Tables 1 through 3 show the results of specific s-RTAs adopted in 18 project areas with concordance and discordance reported for each combination of RTs. Of 2825 participants testing initially with DC, 2295 (81.2%) were tested with INSTI as a second RT, 404 (14.3%) with Sure Check and 126 (4.5%) with Unigold. There was an overall concordance of 110/115 (95.7%) when DC was followed by any of the RTs while 5.2% participants tested with DC followed only by INSTI had discordant results (Table 1).
For the s-RTA starting with INSTI, 1955 participants were initially tested of which 1134 (58%) participants were tested with DC as a second RT, 469 (24%) with Sure Check, and 352 (18%) with Unigold. There was an overall concordance of 46/47 (97.9%) when INSTI was followed by DC, Sure Check, or Unigold. While 3.3% of participants tested using INSTI followed by DC had discordant results (Table 2).

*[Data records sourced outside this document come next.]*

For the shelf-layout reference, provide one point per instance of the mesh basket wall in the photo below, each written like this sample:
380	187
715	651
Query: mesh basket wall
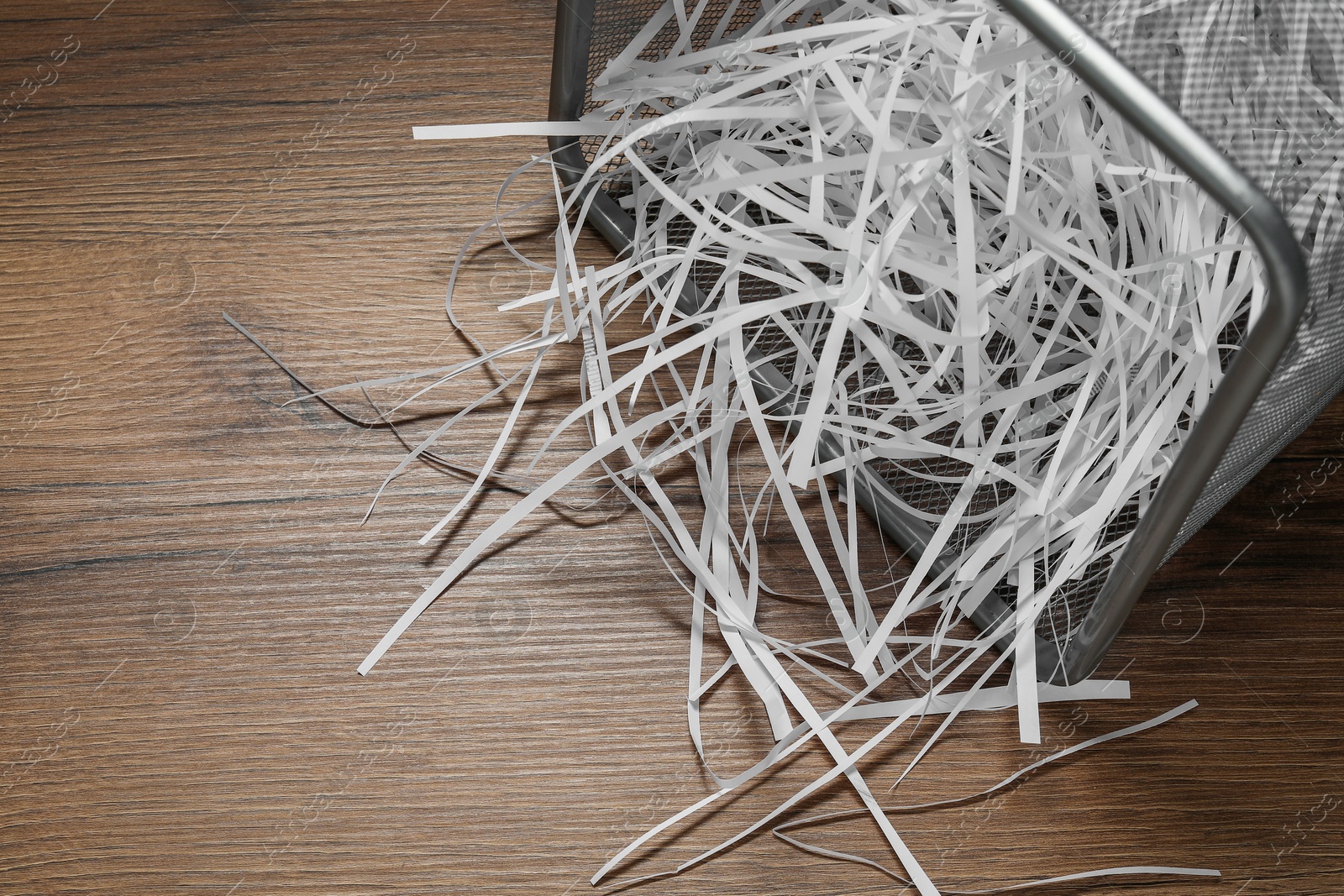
1225	86
1263	82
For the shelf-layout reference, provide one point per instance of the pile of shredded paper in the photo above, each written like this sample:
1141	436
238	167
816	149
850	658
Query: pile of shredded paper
869	234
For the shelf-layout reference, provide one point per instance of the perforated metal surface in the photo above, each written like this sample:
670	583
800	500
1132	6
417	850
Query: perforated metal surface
1312	369
1247	76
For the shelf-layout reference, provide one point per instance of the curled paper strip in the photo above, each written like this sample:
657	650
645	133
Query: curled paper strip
873	237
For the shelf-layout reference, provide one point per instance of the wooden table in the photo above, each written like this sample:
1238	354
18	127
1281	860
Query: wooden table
186	584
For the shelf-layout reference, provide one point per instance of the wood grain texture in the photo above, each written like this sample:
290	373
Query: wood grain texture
186	586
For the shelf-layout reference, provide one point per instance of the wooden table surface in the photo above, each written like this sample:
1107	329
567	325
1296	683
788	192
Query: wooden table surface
187	586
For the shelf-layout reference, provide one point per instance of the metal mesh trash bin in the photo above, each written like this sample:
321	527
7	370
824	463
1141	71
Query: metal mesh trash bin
1280	374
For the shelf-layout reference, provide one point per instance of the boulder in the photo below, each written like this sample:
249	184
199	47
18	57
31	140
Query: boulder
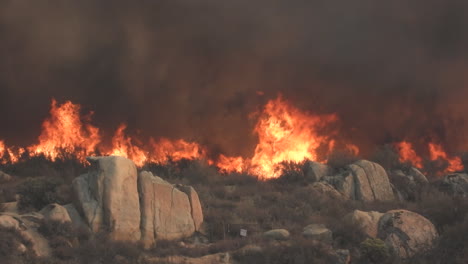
195	205
108	197
314	171
277	234
371	182
11	207
367	221
55	212
406	233
166	212
75	217
5	177
318	232
342	256
325	189
8	221
344	183
456	184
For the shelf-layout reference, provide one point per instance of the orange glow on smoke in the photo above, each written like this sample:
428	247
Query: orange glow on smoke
407	153
437	152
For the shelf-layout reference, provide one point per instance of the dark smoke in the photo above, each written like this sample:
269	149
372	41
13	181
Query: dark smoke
391	70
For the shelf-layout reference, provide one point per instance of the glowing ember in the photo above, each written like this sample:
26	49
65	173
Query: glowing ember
165	149
122	146
437	152
64	131
230	164
285	134
407	154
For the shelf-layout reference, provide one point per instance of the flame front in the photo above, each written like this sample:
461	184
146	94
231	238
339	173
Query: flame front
64	131
407	154
285	134
437	152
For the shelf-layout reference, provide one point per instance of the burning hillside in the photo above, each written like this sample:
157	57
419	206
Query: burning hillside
284	132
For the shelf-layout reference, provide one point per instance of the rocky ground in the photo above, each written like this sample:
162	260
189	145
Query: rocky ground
187	212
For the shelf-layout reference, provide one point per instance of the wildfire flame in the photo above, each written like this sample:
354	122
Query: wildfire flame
437	152
407	153
285	134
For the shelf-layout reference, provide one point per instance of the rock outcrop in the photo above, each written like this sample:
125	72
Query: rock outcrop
364	181
55	212
108	197
318	232
4	177
367	221
406	233
166	212
277	234
371	181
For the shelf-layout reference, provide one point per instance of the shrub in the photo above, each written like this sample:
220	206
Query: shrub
374	250
35	193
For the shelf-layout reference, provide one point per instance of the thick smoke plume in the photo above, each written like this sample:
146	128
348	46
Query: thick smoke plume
391	71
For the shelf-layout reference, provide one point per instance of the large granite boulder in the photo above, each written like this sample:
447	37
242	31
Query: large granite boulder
166	212
277	234
314	171
318	232
4	177
108	197
195	205
406	233
55	212
364	181
368	222
371	181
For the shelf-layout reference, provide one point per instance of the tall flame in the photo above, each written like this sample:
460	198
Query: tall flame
437	152
407	153
64	131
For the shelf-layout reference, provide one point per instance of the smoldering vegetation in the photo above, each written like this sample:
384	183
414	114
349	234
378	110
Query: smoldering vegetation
233	201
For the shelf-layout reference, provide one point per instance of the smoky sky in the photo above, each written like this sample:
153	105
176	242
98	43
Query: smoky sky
191	69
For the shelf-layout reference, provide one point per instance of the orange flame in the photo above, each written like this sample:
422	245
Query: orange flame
122	146
437	152
165	149
64	131
285	134
407	153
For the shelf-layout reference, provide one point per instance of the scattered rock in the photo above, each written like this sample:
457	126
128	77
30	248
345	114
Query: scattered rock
325	189
456	184
11	207
8	221
314	171
55	212
5	177
406	233
166	212
371	182
342	256
75	217
277	234
195	205
318	232
367	221
108	197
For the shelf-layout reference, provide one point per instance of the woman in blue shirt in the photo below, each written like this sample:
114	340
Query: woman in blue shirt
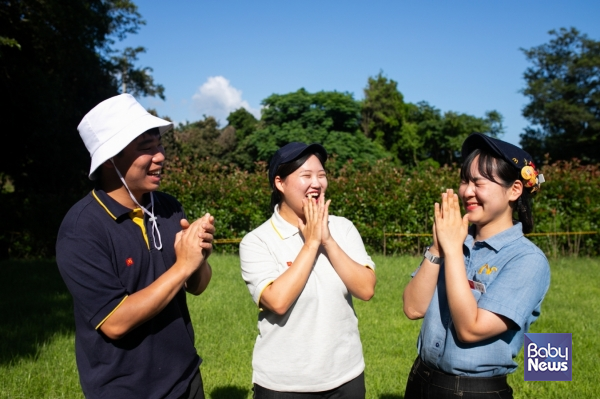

Several project areas performed other variations of a s-RTA (Table 3). Only one s-RTA started with Unigold and was followed by INSTI which 528 (100%) participants were tested. For the s-RTA starting with Sure Check 874 participants were initially tested. Using INTSI as the second RT 851 (97.4%) participants were tested and 23 (2.6%) were tested with OQ. Unigold followed by INSTI and Sure Check followed by INSTI or OQ showed 100% concordance.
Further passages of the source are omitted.